Not all were Tuscans: the Zerbina Marzieno was with them in spirit, being a sangiovese cabernet blend from Emilia Romagna, and the final wine, while Tuscan, was a sweetie. ‘The Yquem of Vin Santo’, Avignonesi, was a very great wine and arguably the wine of the night.
This was my order of scoring, and the top few were almost unanimous around the table. Several rated the ’80 Sassicaia higher, while some thought it was fading just a little. And the ’98 Solaia could have been a lesser bottle, perhaps suffering marginal cork issues.

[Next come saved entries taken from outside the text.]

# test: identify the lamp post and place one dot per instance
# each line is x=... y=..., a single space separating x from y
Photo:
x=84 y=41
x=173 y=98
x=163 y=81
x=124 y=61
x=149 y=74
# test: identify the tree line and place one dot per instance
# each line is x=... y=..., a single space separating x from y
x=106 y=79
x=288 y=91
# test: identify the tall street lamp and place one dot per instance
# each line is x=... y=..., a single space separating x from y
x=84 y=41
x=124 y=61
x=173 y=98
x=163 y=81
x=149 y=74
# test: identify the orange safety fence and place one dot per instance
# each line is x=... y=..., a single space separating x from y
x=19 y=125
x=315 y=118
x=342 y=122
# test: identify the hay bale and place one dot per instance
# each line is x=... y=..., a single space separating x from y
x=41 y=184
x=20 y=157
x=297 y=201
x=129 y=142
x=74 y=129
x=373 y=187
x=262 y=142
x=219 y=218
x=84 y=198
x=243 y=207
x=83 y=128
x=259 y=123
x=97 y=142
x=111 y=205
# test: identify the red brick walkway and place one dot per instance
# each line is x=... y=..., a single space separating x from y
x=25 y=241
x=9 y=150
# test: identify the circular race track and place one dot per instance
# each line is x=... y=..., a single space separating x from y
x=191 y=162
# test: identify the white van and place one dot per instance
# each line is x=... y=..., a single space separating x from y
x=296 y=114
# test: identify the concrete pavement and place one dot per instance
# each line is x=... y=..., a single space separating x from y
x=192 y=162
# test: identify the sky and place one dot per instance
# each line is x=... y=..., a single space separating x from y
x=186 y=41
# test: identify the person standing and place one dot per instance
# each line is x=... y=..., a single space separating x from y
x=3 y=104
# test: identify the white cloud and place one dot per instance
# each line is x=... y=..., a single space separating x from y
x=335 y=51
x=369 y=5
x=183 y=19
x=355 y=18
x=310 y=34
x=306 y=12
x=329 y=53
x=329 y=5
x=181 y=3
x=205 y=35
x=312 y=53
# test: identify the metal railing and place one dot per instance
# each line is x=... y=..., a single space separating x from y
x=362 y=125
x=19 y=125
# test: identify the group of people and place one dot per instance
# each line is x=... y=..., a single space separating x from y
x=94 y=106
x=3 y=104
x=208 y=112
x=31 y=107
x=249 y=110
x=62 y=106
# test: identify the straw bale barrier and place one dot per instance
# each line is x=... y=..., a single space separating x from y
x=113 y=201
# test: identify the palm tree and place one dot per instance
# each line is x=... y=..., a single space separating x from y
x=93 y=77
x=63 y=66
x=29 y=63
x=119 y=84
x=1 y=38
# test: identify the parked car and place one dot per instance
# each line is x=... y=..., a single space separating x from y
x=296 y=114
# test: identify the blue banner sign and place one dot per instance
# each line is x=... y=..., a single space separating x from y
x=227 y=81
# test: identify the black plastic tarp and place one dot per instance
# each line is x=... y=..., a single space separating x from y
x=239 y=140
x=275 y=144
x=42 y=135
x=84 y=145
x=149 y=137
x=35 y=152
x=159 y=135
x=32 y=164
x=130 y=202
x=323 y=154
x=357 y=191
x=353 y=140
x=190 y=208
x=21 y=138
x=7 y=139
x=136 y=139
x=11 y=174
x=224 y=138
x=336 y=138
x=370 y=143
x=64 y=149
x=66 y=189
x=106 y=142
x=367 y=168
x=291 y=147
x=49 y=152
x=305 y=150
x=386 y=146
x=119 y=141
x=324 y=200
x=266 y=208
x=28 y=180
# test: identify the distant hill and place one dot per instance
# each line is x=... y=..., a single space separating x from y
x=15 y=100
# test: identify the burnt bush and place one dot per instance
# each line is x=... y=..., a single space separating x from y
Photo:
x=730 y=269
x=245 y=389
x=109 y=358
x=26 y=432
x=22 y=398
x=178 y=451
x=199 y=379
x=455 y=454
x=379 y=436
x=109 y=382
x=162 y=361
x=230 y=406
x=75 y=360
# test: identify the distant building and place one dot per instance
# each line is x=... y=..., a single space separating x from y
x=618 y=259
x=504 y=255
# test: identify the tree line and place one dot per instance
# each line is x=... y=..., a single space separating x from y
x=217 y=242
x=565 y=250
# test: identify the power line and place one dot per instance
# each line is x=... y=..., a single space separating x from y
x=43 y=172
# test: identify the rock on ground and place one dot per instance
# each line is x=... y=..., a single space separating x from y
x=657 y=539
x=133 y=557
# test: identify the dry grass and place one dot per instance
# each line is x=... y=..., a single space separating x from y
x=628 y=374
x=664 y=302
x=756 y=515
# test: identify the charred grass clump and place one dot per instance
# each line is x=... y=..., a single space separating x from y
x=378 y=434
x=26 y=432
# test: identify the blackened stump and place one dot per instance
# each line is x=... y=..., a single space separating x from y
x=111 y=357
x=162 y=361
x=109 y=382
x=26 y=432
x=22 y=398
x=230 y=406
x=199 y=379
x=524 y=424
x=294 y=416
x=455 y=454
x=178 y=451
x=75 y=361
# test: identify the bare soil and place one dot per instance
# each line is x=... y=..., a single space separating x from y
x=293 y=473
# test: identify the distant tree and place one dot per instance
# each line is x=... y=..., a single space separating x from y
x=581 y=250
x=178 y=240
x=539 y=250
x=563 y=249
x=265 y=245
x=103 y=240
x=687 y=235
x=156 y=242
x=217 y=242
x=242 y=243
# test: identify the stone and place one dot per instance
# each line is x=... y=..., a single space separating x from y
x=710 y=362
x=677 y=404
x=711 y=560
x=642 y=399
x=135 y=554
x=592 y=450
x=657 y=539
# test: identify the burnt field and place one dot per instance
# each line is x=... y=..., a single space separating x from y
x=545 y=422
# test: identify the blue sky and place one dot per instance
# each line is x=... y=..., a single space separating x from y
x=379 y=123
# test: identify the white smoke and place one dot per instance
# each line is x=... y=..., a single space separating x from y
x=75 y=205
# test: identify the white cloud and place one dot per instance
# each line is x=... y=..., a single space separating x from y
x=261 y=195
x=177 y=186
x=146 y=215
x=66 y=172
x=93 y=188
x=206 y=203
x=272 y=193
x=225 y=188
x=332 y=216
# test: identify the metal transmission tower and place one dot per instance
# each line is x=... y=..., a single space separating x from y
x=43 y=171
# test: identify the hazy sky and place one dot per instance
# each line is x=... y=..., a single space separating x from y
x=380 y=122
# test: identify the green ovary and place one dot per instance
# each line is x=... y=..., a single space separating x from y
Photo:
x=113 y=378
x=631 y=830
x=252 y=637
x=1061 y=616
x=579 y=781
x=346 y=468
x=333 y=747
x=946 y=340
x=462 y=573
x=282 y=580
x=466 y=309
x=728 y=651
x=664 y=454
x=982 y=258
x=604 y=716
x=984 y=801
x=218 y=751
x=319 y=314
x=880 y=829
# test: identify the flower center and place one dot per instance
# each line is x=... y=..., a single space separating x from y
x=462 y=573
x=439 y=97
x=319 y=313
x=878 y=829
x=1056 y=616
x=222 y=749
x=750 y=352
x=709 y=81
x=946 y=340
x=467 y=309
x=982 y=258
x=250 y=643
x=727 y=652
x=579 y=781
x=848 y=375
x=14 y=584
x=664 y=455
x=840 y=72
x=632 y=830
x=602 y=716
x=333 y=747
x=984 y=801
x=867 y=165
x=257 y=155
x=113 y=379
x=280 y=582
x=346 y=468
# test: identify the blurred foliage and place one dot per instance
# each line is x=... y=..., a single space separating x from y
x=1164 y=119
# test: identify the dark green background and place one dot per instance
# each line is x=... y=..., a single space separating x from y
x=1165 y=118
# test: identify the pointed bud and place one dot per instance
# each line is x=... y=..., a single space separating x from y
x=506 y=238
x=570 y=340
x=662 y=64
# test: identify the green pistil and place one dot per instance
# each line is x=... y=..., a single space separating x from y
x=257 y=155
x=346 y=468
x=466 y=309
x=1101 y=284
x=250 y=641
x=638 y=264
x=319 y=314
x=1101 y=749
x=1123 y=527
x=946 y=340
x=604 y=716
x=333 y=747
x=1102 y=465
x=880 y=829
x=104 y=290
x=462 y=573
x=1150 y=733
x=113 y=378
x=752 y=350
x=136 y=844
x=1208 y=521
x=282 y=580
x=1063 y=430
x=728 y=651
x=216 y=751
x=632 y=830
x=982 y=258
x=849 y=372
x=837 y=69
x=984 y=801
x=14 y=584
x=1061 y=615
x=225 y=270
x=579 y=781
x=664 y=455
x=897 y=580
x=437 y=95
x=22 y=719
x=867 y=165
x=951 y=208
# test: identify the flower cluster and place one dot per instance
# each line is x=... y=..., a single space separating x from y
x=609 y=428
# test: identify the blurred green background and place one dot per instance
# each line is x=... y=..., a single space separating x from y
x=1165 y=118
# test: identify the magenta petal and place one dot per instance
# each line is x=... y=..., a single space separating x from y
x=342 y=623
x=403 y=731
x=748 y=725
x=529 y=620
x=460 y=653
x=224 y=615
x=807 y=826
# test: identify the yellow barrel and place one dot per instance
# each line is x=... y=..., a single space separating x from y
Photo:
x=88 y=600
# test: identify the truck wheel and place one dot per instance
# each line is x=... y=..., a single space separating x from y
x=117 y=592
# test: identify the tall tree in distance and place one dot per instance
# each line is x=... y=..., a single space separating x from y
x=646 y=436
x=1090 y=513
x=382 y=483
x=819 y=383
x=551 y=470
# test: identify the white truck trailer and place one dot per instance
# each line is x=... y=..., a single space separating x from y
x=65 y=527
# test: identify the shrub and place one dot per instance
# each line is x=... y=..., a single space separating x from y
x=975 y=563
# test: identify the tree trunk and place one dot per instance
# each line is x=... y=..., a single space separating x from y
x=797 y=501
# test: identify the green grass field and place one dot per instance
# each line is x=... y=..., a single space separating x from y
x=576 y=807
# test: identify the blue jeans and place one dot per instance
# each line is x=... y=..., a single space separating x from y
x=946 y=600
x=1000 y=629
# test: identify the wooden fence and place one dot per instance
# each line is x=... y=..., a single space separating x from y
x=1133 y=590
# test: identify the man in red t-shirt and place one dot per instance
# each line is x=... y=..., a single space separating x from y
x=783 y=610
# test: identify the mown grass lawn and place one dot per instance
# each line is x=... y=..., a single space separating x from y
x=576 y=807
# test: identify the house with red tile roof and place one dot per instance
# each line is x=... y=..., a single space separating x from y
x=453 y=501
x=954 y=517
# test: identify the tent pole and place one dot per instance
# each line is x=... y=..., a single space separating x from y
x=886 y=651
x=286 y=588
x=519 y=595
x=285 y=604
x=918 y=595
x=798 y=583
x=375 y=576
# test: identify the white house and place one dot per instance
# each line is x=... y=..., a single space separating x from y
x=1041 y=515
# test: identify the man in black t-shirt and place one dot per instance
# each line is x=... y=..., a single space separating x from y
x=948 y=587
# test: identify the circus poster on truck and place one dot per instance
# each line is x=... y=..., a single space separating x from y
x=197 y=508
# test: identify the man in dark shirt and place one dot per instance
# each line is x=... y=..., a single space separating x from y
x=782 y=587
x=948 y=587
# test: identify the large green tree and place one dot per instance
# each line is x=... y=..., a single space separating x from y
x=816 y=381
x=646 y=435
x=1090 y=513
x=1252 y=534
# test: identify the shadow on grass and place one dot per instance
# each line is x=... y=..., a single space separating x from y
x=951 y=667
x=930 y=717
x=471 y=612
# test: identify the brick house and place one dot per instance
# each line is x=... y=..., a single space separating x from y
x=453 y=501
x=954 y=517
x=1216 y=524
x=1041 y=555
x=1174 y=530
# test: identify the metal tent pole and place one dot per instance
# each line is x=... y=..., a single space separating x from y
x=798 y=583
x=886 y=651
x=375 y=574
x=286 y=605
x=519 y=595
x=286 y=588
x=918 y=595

1. Tenuta dell’Ornellaia Bolgheri 2001 (cabernet-led Bordeaux blend) – 98 points
2. Montevertine Le Pergole Torte 2010 (pure sangiovese) – 97 points
3. Tenuta dell’Ornellaia Bolgheri 1997 (cabernet-led Bordeaux blend) – 97 points
4. Antinori Solaia 1997 (cabernet, sangiovese, merlot blend) – 97 points
5. Isole e Olena Cepparello 2007 (sangiovese) – 96 points
6. Tenuta dell’Ornellaia Bolgheri 1999 (cabernet-led Bordeaux blend) – 96 points
7. Tenuta San Guido Sassicaia 1980 (cabernet sauvignon, cabernet franc) – 95 points
8. Antinori Tignanello 2004 (sangiovese, cabernet, cabernet franc) – 95 points
9. La Mozza Aragone Maremma 2007 (sangiovese, alicante, shiraz, carignan) – 94 points
10. Antinori Tignanello 2006 (sangiovese, cabernet, cabernet franc) – 93 points
11. Castello di San Paolo 1997 (sangiovese) – 93 points
12. Riecine La Gioia 1997 (sangiovese) – 91 points
13. Tenuta dell’Ornellaia La Serre Nuove Bolgheri 2012 (merlot-led Bordeaux blend) – 91 points
14. Fattoria Zerbina Marzieno 1997 (sangiovese, cabernet) – 90 points
15. Antinori Solaia 1998 (cabernet, sangiovese, merlot blend) – 88 points
And finally, in a class of its own: Avignonesi Vin Santo 1984 (grechetto, malvasia, trebbiano) – 99 points
In conclusion, the famous wines fully justified their exalted status. Arguments about price can be deferred to another day.